Property sellers are twice as likely to find a buyer for their property if the original asking price does not change, according to Rightmove.

Analysis of over 300,000 listings between May 13 and July 31 shows that by September 10, 63% of those which did not have their asking price reduced were marked as Sold Subject to Contract.

During the same period, of all properties that had at least one asking price reduction, only 32% were marked Sold Subject to Contract.

Properties that do not have their asking prices reduced are selling 26 days quicker than those that have had at least one price reduction.

Rightmove reports that in the current market, it typically takes just 21 days to find a buyer if a property’s asking price is not reduced. Conversely, for properties with one or more price reduction, the time to sell increases to 47 days.

Some 16% of properties currently listed on the portal have had at least one price reduction since May, down from 18% during the same period last year.

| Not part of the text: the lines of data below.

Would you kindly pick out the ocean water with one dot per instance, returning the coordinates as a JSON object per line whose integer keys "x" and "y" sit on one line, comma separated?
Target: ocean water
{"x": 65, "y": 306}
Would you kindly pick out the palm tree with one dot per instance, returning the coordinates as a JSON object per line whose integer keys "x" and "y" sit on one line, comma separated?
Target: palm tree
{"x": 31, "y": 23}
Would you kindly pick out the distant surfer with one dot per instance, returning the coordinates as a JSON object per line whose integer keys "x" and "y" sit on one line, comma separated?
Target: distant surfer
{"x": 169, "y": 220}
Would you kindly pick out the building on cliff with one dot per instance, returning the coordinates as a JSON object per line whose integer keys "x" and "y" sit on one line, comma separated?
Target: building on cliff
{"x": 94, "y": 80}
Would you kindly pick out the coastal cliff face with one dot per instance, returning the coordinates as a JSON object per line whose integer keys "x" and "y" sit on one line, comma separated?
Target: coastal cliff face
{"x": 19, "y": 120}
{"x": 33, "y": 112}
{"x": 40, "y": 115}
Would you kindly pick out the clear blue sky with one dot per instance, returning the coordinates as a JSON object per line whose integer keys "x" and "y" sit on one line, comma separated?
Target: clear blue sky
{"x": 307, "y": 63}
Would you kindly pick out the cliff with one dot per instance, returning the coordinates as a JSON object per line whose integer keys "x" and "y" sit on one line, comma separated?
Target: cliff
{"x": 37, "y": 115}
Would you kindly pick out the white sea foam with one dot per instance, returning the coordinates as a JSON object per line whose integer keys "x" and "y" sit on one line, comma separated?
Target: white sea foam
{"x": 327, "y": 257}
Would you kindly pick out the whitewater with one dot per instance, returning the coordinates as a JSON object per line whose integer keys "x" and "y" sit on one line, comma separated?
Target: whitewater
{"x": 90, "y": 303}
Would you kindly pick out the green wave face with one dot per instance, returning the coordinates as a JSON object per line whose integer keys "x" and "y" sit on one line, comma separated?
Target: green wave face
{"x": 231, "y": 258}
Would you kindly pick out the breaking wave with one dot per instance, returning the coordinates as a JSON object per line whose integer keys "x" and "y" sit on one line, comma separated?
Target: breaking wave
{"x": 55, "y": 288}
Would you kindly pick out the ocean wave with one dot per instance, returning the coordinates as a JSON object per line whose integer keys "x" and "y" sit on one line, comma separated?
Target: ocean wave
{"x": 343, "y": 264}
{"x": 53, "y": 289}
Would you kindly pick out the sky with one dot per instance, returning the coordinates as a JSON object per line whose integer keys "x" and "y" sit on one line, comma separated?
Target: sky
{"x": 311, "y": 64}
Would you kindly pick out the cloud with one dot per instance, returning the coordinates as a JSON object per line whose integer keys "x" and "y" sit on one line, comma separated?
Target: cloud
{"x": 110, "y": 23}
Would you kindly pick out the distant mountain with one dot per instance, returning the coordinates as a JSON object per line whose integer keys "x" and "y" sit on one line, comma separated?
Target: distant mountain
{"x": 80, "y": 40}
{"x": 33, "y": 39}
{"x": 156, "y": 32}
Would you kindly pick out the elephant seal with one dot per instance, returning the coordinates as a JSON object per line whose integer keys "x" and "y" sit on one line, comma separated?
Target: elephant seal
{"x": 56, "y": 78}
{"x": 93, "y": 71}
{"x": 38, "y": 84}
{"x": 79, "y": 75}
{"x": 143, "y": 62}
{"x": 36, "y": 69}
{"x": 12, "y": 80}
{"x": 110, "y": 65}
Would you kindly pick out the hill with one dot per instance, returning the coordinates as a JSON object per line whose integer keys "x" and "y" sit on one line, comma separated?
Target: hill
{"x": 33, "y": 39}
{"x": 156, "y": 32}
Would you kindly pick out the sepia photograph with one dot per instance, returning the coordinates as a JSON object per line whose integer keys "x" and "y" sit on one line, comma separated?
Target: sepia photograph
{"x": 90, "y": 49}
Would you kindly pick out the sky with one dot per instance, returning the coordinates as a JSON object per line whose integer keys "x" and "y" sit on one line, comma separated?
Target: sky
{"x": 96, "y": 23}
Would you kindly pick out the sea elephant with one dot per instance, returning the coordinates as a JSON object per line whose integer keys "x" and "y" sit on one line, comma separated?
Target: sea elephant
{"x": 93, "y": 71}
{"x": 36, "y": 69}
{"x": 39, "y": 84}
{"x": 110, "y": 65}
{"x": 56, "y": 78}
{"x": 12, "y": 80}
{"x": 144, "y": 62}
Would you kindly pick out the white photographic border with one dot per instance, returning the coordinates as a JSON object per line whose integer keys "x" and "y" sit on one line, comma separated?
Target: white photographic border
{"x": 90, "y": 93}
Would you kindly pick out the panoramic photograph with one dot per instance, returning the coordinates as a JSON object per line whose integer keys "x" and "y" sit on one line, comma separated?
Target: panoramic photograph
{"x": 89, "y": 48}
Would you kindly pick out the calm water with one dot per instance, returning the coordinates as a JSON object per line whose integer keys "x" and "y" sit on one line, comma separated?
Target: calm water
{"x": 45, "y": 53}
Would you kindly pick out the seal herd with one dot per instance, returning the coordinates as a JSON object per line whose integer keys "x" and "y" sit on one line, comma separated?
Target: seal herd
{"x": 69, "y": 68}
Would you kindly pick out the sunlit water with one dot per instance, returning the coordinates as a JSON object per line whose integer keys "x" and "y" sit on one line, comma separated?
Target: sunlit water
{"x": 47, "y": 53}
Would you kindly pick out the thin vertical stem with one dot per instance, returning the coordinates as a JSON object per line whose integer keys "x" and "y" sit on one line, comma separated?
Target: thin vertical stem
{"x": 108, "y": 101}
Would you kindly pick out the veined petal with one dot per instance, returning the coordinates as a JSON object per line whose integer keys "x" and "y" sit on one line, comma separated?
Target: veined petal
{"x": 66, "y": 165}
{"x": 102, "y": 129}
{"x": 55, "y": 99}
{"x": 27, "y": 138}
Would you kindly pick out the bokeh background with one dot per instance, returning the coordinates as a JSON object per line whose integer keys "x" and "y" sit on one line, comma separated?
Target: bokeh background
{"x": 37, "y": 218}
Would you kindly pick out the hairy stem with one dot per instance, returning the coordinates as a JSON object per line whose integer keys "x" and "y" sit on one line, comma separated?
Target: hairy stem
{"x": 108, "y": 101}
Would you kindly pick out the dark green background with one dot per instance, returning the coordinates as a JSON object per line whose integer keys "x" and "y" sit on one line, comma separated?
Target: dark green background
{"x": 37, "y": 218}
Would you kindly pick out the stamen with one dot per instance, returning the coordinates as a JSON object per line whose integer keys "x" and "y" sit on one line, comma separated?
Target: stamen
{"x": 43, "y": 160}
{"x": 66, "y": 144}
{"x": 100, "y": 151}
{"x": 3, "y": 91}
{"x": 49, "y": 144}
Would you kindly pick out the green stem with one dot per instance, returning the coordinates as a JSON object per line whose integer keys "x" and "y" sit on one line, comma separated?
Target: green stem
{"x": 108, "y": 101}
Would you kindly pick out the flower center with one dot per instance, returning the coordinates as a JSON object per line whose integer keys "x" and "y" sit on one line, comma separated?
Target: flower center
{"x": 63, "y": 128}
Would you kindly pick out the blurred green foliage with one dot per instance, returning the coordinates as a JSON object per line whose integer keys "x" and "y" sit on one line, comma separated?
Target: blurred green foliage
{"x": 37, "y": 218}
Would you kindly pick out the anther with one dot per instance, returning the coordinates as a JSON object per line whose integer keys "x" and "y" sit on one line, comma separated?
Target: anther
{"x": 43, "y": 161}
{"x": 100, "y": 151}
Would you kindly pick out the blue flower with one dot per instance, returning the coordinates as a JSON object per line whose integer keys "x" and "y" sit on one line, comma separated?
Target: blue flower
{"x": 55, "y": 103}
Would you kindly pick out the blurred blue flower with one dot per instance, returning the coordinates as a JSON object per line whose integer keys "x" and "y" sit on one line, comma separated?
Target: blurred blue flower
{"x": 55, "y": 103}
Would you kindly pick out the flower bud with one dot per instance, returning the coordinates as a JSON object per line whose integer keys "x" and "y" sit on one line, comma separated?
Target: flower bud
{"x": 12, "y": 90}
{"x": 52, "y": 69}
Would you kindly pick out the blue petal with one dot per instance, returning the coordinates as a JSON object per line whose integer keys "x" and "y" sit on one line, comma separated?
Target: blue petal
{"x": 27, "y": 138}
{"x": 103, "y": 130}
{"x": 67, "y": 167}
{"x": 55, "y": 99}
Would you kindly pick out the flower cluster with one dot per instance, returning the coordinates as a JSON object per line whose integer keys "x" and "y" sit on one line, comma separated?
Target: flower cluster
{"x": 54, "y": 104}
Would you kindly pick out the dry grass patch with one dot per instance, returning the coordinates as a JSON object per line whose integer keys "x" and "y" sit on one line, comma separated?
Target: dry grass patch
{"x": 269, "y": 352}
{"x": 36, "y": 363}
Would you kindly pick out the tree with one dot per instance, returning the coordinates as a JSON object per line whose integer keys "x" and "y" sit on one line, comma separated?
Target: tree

The average size of a price reduction sits at 5%, down from 5.2% during the same period in 2019. This equates to an average price reduction of almost £16,000 based on the current national average asking price of £319,497.

“A number of properties are reduced every year, and it’s important to say that not all cases are down to over-pricing,” comments Rightmove’s director of property data, Tim Bannister.

“If there’s an area of lower demand than supply then a reduction may be needed if the seller needs to move. Also if prices have gone down in an area it’s understandable that a seller will be hesitant or may not be able to afford to put their home on for a lower price than they bought it for.”

He says that with more sellers looking to get deals done before the stamp duty holiday ends next March, the conveyancing process could take longer in the coming months.

Bannister explains that for this reason, a realistic asking price could end up being the difference between completing in time or losing out on the stamp duty savings.